I will construct a table for comparison.
| heatSource | BoilerCoal | BoilerNatGas | simpleGT | CCGT | cost | |
|---|---|---|---|---|---|---|
| 0 | NatGasFurnace | 622.611343 | 622.611343 | 622.611343 | 622.611343 | 97.626958 |
| 1 | resistanceHeat | 3057.069498 | 1701.506851 | 1836.766210 | 1257.106723 | 462.502127 |
| 2 | heatPump52F11C | 764.267374 | 425.376713 | 459.191552 | 314.276681 | 115.625532 |
| 3 | heatPump32F0C | 926.384696 | 515.608137 | 556.595821 | 380.941431 | 140.152160 |
| 4 | heatPump0F-18C | 1175.795961 | 654.425712 | 706.448542 | 483.502586 | 177.885433 |
Discussion
First off, electrical resistance heating has the highest CO2 emissions for all of the methods. Consider the case where my electricity were generated by wind. If there is a coal fired power plant on the grid, the planet would be better off if I burned natural gas for my home and used the wind power to back out the coal fired power plant.
If the balance for electrical supply comes from a coal fired power plant, then a natural gas furnace will always result in fewer CO2 emissions than an electrical powered heat pump.
The story changes if the balance for electricaly supply comes from a CCGT. Here, the heat pump is the clear winner, even in fairly cold temperatures of -18 C (0 F). This result surprised me, but the math does not lie. We should be making energy decisions based on statistical cases (not rare extremes): we need to consider the merits of a heat pump with CCGT, particularly in climates with moderate winters.

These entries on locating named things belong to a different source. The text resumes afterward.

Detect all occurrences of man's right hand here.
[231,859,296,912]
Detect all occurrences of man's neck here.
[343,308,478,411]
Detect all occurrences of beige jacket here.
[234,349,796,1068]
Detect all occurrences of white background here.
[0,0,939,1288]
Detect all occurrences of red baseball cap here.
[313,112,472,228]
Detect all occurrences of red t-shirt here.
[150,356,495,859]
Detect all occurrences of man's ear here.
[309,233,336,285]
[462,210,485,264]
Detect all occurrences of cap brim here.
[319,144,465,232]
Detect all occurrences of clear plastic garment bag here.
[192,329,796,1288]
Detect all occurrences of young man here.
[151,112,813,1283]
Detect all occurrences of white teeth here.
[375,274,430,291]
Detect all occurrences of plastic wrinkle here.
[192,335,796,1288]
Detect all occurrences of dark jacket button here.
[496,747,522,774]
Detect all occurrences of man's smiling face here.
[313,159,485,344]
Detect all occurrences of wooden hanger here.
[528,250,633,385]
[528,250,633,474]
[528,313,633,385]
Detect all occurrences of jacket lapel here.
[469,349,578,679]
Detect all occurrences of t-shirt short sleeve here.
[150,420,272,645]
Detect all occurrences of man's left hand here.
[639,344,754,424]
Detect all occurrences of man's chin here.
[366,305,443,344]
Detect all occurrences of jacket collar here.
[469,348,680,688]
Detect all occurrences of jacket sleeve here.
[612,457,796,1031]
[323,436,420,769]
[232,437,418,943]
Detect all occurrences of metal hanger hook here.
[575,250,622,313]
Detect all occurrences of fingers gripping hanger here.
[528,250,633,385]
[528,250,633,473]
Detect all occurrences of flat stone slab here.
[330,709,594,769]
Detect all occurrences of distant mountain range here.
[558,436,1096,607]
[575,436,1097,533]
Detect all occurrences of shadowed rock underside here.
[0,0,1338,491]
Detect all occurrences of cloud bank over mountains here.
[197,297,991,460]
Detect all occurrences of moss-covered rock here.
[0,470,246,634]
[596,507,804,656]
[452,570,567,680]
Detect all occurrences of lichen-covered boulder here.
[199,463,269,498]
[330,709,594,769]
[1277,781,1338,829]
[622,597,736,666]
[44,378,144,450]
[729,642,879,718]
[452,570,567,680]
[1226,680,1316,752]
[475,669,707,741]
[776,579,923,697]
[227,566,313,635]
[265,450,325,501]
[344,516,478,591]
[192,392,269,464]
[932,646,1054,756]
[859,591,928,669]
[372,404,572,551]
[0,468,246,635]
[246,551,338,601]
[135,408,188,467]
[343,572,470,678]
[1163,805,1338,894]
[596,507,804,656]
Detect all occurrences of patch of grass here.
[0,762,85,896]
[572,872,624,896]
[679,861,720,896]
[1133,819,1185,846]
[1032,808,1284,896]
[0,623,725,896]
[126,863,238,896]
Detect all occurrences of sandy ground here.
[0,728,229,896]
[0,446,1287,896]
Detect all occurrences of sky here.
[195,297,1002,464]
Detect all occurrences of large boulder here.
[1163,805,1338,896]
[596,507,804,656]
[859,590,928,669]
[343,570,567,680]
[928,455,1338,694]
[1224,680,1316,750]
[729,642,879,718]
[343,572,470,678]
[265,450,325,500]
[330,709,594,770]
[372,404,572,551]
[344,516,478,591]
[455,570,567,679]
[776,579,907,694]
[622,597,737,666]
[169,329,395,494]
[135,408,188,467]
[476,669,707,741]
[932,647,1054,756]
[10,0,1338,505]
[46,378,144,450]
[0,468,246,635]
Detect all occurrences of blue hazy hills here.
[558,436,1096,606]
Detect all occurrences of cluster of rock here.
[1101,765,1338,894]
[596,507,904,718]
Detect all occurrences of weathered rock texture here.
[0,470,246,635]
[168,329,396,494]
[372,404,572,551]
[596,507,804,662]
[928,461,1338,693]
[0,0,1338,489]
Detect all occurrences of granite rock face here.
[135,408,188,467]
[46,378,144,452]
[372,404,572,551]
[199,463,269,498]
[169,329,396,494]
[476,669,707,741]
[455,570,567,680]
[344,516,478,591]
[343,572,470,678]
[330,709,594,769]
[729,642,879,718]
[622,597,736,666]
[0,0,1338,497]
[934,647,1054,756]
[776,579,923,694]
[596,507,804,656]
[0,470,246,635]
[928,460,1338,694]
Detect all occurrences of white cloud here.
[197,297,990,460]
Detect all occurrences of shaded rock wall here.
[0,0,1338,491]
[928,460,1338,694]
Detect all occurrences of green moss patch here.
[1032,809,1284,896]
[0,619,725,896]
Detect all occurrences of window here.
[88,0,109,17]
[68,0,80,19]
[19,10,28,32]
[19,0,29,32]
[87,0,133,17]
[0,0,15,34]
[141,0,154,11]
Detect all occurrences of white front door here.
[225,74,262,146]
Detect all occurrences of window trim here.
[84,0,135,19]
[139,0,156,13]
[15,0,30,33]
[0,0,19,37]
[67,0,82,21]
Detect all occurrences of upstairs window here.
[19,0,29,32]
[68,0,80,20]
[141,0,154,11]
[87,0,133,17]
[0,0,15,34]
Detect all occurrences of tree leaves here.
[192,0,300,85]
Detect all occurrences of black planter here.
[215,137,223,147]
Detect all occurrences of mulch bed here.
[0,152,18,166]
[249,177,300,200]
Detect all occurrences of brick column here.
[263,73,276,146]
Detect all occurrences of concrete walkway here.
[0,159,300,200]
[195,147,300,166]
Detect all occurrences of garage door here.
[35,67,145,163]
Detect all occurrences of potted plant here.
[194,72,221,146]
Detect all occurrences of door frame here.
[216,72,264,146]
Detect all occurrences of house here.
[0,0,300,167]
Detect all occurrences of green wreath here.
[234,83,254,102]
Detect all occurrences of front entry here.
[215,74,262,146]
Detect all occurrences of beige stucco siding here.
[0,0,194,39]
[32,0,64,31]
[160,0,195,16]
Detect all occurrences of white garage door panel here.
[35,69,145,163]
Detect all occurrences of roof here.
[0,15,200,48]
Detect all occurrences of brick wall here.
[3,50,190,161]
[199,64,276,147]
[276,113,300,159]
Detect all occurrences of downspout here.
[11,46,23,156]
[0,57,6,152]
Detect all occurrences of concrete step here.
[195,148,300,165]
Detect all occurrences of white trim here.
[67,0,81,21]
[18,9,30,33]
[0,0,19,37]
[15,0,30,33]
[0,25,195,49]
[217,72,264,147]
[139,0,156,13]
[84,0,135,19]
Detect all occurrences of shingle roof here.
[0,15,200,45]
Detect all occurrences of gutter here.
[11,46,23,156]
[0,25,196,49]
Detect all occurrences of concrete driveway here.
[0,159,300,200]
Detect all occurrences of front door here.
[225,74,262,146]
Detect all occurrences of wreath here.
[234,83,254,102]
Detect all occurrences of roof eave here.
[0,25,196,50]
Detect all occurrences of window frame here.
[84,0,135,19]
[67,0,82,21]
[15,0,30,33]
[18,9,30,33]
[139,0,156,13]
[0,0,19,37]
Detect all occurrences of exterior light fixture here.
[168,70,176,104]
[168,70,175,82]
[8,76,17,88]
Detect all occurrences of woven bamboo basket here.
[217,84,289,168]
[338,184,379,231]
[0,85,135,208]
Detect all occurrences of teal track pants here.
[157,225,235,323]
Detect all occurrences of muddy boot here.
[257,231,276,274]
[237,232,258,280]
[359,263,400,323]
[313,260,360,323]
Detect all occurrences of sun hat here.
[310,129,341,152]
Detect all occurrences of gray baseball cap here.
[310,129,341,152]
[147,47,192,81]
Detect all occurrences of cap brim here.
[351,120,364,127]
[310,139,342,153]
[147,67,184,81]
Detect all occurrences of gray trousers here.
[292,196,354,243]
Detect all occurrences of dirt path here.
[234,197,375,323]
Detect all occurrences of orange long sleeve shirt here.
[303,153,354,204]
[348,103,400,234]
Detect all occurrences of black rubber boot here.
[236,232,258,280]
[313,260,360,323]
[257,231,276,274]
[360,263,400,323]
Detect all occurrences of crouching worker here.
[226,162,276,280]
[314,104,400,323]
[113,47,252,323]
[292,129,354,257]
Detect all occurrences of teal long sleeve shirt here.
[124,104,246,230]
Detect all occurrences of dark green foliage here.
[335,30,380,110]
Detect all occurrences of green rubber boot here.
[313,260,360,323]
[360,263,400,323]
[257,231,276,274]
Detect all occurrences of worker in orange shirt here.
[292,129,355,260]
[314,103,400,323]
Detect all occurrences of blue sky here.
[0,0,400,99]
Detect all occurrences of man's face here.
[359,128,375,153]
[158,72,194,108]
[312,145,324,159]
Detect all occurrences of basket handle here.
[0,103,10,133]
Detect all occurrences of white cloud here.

Another way to assess the results is to look at the heating cost (based on my energy prices). Now, the heat pump is only competitive if the ambient temperature is a very mild 11 C (55 F). Using natural gas to heat your home is less expensive, and it also requires less infrastructure for generating electricity. Less infrastructure means less energy that was consumed to produce the necessary steel and concrete.
But what about those rare winter cases that stretch the power generation capacity to the limit (ie, the Texas cold snap)? One backup would be a natural gas fireplace (70% efficient, no electricity needed) as a heat source that is independant of the power grid. Camping out in the living room is much better than the alternative. A more expensive (but less reliable) backup would be to use a mid-efficiency (80%) gas furnace as the air handler for the heat pump. Home-owners would then be able to heat their homes with natural gas, off-load the power generating facility, and allow electricity to be used where there are not options for energy supply.